The Different BI Testing You Should Be Doing
We’ve created a non-exhaustive list of the different types of testing you can carry out:
Have you ever had issues opening a dashboard? Have you ever clicked on a filter or parameters in a visualization and they don’t perform as you intended them to? Examples such as these can be daily annoyances for users but by testing every dashboard functionality, you can be sure you’re providing the best user experience. If there are constant issues, over time users will lose patience and motivation to use them, thus reducing user adoption. A functional test for each element of a dashboard will help resolve those issues.
Regressions are the highest risk in analytics because they are hard or impossible to spot by human eyes and can be disastrous to decision-making. Examples of regressions are:
- Metadata (such as filters or parameters)

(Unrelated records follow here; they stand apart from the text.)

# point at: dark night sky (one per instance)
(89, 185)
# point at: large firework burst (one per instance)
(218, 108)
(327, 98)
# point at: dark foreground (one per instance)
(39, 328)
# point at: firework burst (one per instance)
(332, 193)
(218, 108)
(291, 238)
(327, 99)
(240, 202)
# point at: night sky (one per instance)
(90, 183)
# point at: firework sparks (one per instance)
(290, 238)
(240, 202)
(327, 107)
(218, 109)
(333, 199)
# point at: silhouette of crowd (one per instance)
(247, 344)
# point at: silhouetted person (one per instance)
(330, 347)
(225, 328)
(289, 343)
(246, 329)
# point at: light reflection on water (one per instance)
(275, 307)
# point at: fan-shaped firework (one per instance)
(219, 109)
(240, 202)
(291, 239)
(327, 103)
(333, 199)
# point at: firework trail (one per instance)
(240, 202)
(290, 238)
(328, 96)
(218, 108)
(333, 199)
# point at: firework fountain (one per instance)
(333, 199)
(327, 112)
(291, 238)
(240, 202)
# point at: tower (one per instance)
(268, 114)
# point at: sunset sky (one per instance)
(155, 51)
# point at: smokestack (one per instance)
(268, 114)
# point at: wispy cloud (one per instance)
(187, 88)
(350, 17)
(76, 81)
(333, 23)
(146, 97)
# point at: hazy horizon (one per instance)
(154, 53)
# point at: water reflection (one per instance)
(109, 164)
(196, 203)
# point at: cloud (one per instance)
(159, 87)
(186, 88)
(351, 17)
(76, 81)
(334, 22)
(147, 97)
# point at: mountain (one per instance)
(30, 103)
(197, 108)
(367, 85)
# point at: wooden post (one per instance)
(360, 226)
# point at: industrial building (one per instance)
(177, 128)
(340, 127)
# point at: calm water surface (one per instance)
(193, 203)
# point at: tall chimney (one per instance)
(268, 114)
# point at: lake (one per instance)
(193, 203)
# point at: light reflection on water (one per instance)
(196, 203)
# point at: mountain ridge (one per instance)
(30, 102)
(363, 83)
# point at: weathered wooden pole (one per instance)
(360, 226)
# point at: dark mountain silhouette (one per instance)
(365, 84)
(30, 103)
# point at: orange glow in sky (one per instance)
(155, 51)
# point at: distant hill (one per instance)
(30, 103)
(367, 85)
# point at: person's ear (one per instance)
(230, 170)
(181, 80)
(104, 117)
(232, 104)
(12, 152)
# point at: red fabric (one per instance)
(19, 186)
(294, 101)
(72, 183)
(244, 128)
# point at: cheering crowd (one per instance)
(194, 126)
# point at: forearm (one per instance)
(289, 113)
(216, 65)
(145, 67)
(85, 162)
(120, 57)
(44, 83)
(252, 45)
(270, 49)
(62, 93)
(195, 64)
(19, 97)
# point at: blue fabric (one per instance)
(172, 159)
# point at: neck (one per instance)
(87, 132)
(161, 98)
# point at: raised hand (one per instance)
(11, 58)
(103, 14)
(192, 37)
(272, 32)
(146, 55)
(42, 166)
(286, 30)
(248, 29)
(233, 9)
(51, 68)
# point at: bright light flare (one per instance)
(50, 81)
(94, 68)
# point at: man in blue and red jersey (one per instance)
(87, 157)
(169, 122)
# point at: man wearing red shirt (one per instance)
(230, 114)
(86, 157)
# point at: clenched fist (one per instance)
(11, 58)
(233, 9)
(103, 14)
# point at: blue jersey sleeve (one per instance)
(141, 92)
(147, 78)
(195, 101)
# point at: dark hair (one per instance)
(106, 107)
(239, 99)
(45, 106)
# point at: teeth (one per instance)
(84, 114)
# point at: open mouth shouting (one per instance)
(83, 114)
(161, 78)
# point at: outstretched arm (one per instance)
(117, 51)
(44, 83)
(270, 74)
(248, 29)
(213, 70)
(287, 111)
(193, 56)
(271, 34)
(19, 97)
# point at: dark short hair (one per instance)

- Server and Dashboard performance
To overcome these regressions, regression testing exists to compare two versions of a dashboard/report across time and automatically highlights any differences. Those with experience in testing know that this type of BI testing must be carried out regularly to detect any unwanted changes that could be related to the BI software itself or related to the data source and its path towards the data consumer. It is recommended to apply these tests on sensitive reports and dashboards, to detect any side effects related to a modification for example, and limit the risks involved.
Performance Testing vs. Stress Testing
These two types of BI tests can often be seen as the same but there is a difference!
Performance testing is a test on a number of reports or dashboards to evaluate their performance, i.e. how long individual functional tasks take.
Stress testing allows you to drive load to your server and assess response time and availability. You will be able to evaluate the maximum number of users the analytics platform can handle, the infrastructure needed to run it, and even the sustainability at peak user load. It essentially tests your platform against “standard conditions” to make sure it continually performs as it should.
With Cross-environment testing, you can compare one or multiple dashboards in a given environment to the same dashboards in another environment (i.e. different sites or servers for dev or prod, etc.) – simply put, regression testing across different environments.
Tolerance Testing or Range Testing
This type of BI testing ensures business users get notified if there is an error in any of their dashboards when a KPI, a metric, or specific data goes outside its set threshold or outside its margin of error. Tolerance testing guarantees that the displayed data is consistently in the acceptable range and detects any issues very quickly.
Upgrade and Migration Testing
Whenever you carry out a migration or an upgrade of your BI platform, testing becomes critical to ensure everything is still working as it should be. Do I have the same access level as before? Are my reports and/or dashboards presenting the correct data? Can I trust the data being presented in the new environment? Testing after a migration or an upgrade will provide you with clear answers to all these questions. Bear in mind that any external systems connected directly or indirectly to your BIA platform such as data sources, data prep tools, databases during a migration can also cause regressions.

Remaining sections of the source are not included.